# Suche günstigen LTE-Tarif



## Redbull0329 (13. Januar 2016)

*Suche günstigen LTE-Tarif*

Hallo zusammen, mein Vertrag läuft im März aus, da mir 500MB 3G inzwischen zu wenig sind. Der neue sollte mindestens 1GB LTE Volumen beinhalten. So um die 100 Freiminuten solltens noch sein, mehr telefoniere ich eh nicht.
 Frei-SMS braucht kein Schwein 

Bin bisher bei Congstar und zahle 9,99€ für meinen Vertrag. Schmerzgrenze für den neuen sind 20€, lieber weniger. Vielleicht gibt es aber auch vernünftige Prepaid-Angebote.

Achja: Ich bin Student und 20 Jahre alt. Ich habe bisher diesen Tarif gefunden, der mit zusagt: https://www.winsim.de/tariffs/winsim-lte-mini-sms-3gb Hat jemand Erfahrungen mit dem Anbieter?

Danke schonmal für eure Antworten.


----------



## Michilo (13. Januar 2016)

*AW: Suche günstigen LTE-Tarif*

Warum auch immer über Amazon noch um 1 Euro günstiger pro Monat. winSIM LTE Mini SMS 3GB monatlich kündbar: Amazon.de: Elektronik Für Prepaid eigentlich ganz gut, wenn man mit dem 0[SUB]2[/SUB]-Netz klar kommt. Ansonsten gibt es immer hier und da gute Angebote, die dann aber oft nur wenige Tage buchbar sind.


----------



## WaldemarE (14. Januar 2016)

*AW: Suche günstigen LTE-Tarif*

Oder das Vodafone CallYa: Prepaid-LTE mit 50 Mbit/s und mehr Datenvolumen - ComputerBase


----------



## Michilo (14. Januar 2016)

*AW: Suche günstigen LTE-Tarif*



WaldemarE schrieb:


> Oder das Vodafone CallYa: Prepaid-LTE mit 50 Mbit/s und mehr Datenvolumen - ComputerBase



Das Paket ist sehr gut für Leute die viel im Vodafone Netz telefonieren. Da der Thread-Ersteller aber wenig telefoniert, halte ich seinen Tarif für Sinnvoller, wenn man mit dem O2-Netz zufrieden ist.


----------



## Maqama (15. Januar 2016)

*AW: Suche günstigen LTE-Tarif*

Ich hole mir nur noch Datentarife, die sind wesentlich günstiger.
SMS Flat braucht eh niemand mehr.

Hier gibts für 6,66€/Monat
3GB LTE 225MBITS im Vodafone Netz

Wie viel die Minute kostet kann ich leider nicht sagen, da müsste man mal beim Support nachfragen.
Bin der Meinung, dass man kein viel besseres Angebot kaum findet.
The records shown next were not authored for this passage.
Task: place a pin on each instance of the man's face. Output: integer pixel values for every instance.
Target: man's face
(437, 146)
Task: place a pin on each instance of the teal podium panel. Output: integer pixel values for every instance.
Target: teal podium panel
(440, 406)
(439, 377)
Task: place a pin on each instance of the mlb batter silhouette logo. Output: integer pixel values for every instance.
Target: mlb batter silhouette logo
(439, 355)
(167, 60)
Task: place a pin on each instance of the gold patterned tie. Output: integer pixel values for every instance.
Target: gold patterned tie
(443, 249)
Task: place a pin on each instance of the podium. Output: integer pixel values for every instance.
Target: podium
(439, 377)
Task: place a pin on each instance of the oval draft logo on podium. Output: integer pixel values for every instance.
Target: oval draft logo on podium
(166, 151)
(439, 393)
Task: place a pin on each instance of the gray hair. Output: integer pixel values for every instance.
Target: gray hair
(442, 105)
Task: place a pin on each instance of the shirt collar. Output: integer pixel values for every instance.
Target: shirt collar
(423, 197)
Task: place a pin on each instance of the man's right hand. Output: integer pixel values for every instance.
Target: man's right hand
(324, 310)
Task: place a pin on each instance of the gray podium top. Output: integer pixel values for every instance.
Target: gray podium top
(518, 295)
Ihr Mobilfunktarif - Jetzt Angebot online bestellen auf VERIVOX


----------



## blautemple (15. Januar 2016)

*AW: Suche günstigen LTE-Tarif*

Kann man denn mit solchen Datentarifen auch telefonieren?

Edit: OK hat sich erledigt. Eine SMS kostet wohl 19ct und telefonieren kostet 29ct pro Minute


----------



## Maqama (15. Januar 2016)

*AW: Suche günstigen LTE-Tarif*

Klar kann man telefonieren =D

Da ich kaum telefoniere, ist das ein super Angebot für mich =D


----------



## AAce (20. Januar 2016)

*AW: Suche günstigen LTE-Tarif*

in russland kostet 1GB mobiles datenvolumen 1,50€.
per pre-paid kann man sich 30GB um einmalige 18€ kaufen.
sind ohne vertrag also 0,6€ pro GB.

die preise in deutschland sind eine frechheit.
in frankreich und den niederlanden ist es nämlich ähnlich günstig.
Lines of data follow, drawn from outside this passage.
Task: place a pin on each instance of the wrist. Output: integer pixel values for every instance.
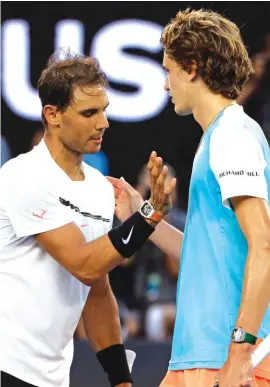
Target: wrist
(243, 348)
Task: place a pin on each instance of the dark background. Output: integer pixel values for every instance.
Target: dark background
(127, 144)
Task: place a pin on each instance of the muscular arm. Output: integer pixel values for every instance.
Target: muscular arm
(168, 239)
(101, 317)
(254, 219)
(87, 261)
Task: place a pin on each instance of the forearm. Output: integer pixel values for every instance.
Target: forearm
(168, 239)
(256, 290)
(95, 259)
(98, 257)
(101, 321)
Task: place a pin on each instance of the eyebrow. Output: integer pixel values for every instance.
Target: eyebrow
(92, 109)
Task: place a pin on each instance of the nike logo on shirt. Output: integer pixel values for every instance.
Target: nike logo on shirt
(125, 241)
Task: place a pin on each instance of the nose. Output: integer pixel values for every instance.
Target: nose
(102, 122)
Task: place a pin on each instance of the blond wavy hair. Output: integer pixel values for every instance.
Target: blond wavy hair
(214, 45)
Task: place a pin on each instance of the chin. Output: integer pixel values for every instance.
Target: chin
(92, 149)
(181, 111)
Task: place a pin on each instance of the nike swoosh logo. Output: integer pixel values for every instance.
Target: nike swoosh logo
(125, 241)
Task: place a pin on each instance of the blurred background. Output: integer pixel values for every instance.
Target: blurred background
(124, 36)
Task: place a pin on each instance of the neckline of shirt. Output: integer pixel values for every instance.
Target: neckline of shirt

das die ganze mobile infrastruktur in deutschland obendrauf auch noch mit steuergeldern zum großteil finanziert wird sollte vor den gerichtshof.
bei den wucherpreisen absolut inakzeptabel!


----------



## Pseudoephedrin (20. Januar 2016)

*AW: Suche günstigen LTE-Tarif*

https://handyshop.simyo.de/samsung-galaxy-s4-16gb-black-mist-a-schwarz

Bin seit 4 Jahren bei Simyo. Top Kundenservice und super Empfang, sogar dort wo andere Anbieter keinen haben.


----------



## Redbull0329 (30. Januar 2016)

*AW: Suche günstigen LTE-Tarif*

Ich brauche kein Handy, ich hab schon eins. Ich suche einen Tarif.
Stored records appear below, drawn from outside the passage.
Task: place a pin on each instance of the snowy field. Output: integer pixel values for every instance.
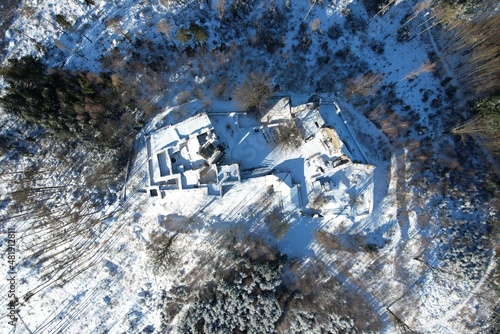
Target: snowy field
(386, 225)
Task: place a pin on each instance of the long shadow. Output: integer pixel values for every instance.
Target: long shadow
(296, 168)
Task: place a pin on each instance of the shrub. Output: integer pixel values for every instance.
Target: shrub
(335, 31)
(199, 33)
(364, 85)
(277, 224)
(288, 136)
(254, 94)
(484, 127)
(239, 300)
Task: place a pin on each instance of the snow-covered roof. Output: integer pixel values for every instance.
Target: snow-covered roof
(171, 135)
Bitte keine Off-Topic Beiträge, das gilt auch für Newfags. Deutschland ist nicht Russland und das ist auch gut so.

Ich werde den winSIM mal ausprobieren, und wenn der Empfang zu schlecht ist wechsel ich wieder, ist ja monatlich kündbar. Danke für die Ratschläge.


----------